Losing most of my income this pandemic & struggling to hold my shit together as an indie artist against a backdrop of aggressive capitalism makes me just... idk..fuck this narrative. My biggest insecurity as an artist isn't that I'm not good enough; it's that I'm not fast enough. https://twitter.com/thefader/status/1288945993900339200
The systemic sieves already keep people like me from succeeding. As a disabled person, this mentality + expectation of rapid release cycles stings extra hard, because I literally, physically, functionally cannot create my art *and commercially package it* fast enough.
The indie movement and "new music business" has a lot of empowering things about it. I partake in it, to be sure! But many of the "empowering parts" are also survival-instinct reactions (read: coverups) for the ways that the commodification of music & art fails artists.
In some ways, "there's no better time to be an artist." We have tools to connect with fans, multitudinous avenues to monetize, and a low barrier to entry (as long as you don't mind entering through the doggy door; it's time we stop pretending that all entrances are equal).
But we also monetize multidunous avenues because we kinda HAVE to, right? I guess we CAN think of "multiple monetizable avenues" as an "opportunity," on a good day. But on a bad day (or sick day or pandemic year), it's a prison that we're forced to accept as strategy.
I've heard arguments about the simultaneous devaluing & overvaluing of music. I feel connected to both sides of most of these arguments. I think music is sometimes devalued and other times overvalued, depending on what we are defining as "music product."
In April, there was lots of talk on Twitter about whether music/arts are an "essential service." I didn't engage with the threads, because I didn't agree with the false equivalencies I saw with regard to artists & art, art & craft, technicality & artistry.
But my feeling were basically that 1. Art IS essential, and 2. Art is usually NOT urgent for survival.

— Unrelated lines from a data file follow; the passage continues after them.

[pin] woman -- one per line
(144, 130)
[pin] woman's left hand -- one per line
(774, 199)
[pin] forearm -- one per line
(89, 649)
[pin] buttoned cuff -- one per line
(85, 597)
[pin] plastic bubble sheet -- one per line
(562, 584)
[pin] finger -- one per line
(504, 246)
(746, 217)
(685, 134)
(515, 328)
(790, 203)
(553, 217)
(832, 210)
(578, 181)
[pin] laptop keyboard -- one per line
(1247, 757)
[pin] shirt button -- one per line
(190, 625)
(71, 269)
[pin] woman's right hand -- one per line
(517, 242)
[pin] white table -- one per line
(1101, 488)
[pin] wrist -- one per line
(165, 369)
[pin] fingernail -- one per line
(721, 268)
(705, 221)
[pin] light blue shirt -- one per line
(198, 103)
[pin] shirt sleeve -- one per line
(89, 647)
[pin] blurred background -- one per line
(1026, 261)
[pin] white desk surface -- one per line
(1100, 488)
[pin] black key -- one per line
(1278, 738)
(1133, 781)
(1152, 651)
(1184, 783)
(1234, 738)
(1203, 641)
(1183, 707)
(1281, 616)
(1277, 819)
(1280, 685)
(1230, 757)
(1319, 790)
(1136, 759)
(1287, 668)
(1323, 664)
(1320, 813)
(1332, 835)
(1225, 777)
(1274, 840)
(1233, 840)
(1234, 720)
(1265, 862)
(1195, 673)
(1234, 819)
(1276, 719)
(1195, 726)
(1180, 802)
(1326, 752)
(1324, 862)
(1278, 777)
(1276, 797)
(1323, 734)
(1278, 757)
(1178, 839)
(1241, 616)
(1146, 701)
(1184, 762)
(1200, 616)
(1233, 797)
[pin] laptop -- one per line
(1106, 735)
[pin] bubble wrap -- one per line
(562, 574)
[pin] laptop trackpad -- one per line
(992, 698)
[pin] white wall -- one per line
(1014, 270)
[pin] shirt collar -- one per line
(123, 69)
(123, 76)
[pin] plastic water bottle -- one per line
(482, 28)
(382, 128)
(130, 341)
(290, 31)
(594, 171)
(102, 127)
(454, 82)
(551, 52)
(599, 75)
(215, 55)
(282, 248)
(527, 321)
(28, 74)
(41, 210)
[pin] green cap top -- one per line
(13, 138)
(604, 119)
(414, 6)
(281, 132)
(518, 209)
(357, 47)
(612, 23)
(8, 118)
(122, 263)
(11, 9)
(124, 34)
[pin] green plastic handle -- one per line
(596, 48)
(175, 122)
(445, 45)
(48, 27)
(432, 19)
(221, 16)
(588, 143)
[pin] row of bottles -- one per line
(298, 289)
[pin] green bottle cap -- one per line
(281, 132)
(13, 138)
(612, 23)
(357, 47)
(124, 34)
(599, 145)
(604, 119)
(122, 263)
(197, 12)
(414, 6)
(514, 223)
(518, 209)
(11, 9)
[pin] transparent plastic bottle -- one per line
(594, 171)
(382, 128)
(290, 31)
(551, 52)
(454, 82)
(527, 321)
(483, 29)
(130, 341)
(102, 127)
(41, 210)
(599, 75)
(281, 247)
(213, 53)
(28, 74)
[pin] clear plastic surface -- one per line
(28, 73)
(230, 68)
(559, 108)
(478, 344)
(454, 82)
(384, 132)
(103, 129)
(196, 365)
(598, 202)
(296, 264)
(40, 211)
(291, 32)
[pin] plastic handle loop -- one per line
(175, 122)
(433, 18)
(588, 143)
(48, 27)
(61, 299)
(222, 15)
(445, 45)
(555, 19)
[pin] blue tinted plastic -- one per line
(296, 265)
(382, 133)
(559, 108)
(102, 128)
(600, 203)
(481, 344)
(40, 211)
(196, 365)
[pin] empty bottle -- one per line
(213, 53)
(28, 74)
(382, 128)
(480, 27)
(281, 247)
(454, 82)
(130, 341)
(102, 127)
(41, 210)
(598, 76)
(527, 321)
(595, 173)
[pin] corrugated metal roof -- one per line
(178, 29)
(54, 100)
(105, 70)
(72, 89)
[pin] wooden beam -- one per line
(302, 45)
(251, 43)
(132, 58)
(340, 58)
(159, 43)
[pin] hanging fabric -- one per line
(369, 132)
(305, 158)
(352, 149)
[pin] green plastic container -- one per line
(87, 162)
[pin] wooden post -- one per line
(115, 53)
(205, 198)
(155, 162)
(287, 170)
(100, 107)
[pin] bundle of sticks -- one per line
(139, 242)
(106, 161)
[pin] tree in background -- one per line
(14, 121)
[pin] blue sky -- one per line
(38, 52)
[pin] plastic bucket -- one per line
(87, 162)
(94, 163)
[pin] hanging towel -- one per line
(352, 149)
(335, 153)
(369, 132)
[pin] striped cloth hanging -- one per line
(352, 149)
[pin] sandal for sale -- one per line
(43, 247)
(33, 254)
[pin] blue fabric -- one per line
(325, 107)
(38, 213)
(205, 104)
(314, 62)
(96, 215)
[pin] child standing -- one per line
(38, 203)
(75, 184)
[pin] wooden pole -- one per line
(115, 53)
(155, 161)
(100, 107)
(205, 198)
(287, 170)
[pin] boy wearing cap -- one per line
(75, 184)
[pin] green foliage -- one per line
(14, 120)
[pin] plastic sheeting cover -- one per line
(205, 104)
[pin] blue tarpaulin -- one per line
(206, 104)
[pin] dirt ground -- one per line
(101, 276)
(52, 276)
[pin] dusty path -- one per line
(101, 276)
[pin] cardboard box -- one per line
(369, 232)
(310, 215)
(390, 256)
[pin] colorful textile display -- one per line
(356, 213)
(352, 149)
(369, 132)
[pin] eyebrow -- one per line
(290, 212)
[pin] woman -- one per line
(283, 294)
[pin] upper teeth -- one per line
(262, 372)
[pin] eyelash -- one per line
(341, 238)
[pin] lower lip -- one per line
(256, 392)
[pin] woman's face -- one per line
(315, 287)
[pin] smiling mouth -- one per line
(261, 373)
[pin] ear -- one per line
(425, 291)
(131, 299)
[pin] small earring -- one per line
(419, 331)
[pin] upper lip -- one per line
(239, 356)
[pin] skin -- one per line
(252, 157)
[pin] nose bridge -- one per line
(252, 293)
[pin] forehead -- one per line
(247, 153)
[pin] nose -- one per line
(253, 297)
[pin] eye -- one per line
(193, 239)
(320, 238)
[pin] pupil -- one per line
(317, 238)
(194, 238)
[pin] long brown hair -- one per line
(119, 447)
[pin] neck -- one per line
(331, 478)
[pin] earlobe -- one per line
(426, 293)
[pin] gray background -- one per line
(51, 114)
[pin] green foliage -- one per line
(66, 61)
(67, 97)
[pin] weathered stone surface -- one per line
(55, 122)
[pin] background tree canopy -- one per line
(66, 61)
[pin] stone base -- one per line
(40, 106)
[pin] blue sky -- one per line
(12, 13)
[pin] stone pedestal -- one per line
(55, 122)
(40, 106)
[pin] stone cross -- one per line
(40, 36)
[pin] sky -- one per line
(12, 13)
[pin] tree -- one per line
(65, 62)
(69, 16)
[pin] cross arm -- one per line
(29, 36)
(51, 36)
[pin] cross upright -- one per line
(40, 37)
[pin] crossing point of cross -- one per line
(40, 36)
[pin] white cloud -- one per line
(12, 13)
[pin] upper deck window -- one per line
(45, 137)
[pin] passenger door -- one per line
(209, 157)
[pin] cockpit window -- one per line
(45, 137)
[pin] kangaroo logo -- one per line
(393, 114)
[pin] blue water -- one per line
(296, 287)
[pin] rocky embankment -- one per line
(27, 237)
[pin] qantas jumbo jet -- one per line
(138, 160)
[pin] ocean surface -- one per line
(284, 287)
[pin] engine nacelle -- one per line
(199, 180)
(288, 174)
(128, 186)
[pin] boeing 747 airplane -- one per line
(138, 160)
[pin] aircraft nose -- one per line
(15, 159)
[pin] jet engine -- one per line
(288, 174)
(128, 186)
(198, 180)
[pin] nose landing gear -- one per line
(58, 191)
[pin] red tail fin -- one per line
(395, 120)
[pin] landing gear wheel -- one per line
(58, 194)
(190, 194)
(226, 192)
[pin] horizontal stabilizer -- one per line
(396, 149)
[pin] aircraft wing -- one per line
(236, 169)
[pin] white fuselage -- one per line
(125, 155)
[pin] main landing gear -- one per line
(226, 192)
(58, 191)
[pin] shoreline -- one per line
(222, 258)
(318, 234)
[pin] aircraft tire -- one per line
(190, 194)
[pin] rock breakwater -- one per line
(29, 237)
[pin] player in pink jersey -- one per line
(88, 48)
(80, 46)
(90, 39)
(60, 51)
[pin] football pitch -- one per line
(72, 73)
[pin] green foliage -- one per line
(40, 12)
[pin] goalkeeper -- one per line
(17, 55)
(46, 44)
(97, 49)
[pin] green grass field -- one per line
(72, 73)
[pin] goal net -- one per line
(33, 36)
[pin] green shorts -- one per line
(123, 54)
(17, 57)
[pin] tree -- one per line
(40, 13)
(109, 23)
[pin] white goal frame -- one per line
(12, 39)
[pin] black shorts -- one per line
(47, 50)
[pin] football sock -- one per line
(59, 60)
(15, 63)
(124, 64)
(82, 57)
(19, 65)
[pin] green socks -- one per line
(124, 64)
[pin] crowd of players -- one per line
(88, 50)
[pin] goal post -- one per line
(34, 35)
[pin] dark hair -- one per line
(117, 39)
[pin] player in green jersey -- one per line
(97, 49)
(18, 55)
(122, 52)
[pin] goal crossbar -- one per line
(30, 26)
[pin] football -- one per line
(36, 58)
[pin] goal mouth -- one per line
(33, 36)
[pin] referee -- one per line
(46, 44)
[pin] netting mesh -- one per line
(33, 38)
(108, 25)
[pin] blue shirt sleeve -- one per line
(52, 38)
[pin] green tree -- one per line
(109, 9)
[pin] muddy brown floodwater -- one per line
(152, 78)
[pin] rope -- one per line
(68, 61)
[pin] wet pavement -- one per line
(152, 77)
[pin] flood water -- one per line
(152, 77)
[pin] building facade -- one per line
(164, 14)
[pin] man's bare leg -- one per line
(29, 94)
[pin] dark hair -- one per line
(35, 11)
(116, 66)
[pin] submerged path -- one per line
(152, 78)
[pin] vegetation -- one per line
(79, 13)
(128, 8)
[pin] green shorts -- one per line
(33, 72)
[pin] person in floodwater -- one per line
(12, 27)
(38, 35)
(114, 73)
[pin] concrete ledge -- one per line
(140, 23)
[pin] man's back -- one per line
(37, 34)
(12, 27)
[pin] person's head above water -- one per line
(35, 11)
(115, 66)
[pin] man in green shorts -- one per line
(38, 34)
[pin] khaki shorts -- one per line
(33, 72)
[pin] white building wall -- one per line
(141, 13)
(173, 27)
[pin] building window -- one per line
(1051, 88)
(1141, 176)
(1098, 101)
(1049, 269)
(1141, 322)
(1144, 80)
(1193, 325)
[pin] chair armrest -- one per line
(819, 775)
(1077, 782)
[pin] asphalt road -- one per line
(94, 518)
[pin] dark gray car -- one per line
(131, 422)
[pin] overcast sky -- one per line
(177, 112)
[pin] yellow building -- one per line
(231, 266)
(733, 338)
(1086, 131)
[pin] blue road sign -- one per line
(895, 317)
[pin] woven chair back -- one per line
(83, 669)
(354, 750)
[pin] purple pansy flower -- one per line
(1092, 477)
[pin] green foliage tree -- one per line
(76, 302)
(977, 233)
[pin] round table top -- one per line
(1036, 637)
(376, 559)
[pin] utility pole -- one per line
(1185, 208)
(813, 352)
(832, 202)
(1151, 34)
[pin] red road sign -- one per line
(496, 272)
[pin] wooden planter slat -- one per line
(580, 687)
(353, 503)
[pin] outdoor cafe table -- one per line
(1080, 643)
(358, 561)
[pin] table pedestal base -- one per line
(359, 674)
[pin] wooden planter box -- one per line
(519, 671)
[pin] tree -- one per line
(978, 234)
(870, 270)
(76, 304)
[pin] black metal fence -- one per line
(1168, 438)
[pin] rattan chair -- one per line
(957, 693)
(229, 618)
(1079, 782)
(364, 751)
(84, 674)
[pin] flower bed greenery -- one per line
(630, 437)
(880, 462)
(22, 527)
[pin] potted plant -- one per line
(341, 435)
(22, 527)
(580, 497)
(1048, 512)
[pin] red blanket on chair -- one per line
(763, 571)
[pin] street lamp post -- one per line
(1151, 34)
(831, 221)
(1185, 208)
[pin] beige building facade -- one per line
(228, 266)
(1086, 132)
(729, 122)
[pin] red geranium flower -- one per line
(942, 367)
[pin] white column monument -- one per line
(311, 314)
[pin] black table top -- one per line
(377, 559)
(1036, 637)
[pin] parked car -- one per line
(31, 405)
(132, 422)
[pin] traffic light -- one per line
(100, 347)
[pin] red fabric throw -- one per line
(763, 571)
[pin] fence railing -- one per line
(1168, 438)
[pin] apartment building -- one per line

If you've ever made one of those to-do charts comparing urgent/non-urgent & important/non-important, art is conceptually in that dreaded "important but not urgent" category.
That's the most annoying category ever. That's the category that's perhaps *the most important of all* and yet *least likely to do/value.* Honestly, RIP all the things on my to-do list that end up in there. Things that could change my life...but I'm pulled toward my urgent needs.
It's not natural for most of us to prioritize that category (quadrant 2), and it makes sense to tend to what's urgent, let "important but not urgent" things slide, test the waters there, consider it more expendable or sacrificable (in budget, for instance).
So the things in that category chronically suffer. They're not fed enough. Not given enough time. Or they become values in thought but not practice. Ex. "I really value ____ and _____ is/are indispensible to my life, but I don't really prioritize ____ when it comes down to it."
Fill in the blank with anything in the "important but not urgent" (quadrant 2) category.

- healthy relationships
- learning and practicing
- art/music

These things need a little more effort and love to take care of.
I am sick of tech companies who see art as a monetizable asset, bc they're not reallly trying to monetize things for artists. They're making money for themselves while giving artists some spare change as a party favor. We're gobbling it up, don't get me wrong! Who could blame us?
I've never been part of the "old music industry," so I've admittedly been too impatient with older artists (even just 10 years older than me) unwilling to change with the times. I'm more patient now, because I realize I've been a little too accepting of this industry I inherited.
(I'm not saying that the old is good and the new is bad. A lot more things are accessible nowadays and a lot of things also less accessible. It's just different. That's all I can say for sure. I don't want to divert this thread, so moving on.)
I'll wrap this up with something more tangible. This is the amount of money I've earned from nearly 200K streams. It's just shy of $700. Total. Judging from the messages I still get 5 years after releasing my album, I know that my music has value to people other than myself.
But my music doesn't have sufficient quantitative value, not according to current norms. If I didn't work my ass off with my "other income streams," I would not have my basic needs met.
I've made a lot of music since 2015, but most of it isn't packaged up for commercial purposes. It's expensive to release music (especially if you're precious about your art), and anyone who tries to prove otherwise is missing the point or forgetting the investments they made.
It's no wonder my art brings me constant mental anguish. It's simultaneously the most liberating and most shameful thing I do. Artmaking keeps me alive. And then I berate myself for doing so much of it instead of "actually making money and helping myself" on any given day.
Patreon is the only remotely artist-centric, artist-supportive platform I'm part of, as it doesn't demand that a rapid release cycle determine an artist's worth. (Shoutout to my patrons btw, who are ironically probably the ones actually making it through this thread.)
Frustratingly, I don't have a solution to this complex state of affairs, and I also know that I didn't present the elements comprehensively. I both do and don't support services like Spotify. If you're wondering, yes, please! -- I still want you to stream my music, bc we now...
...operate in the realm of algorithms, and the ways in which you help me out by streaming my music are more indirect than the simple value-for-value exchange of a stream.

I'm just suspicious of the ways tech companies over-emphasize their "perks" while failing at the basics.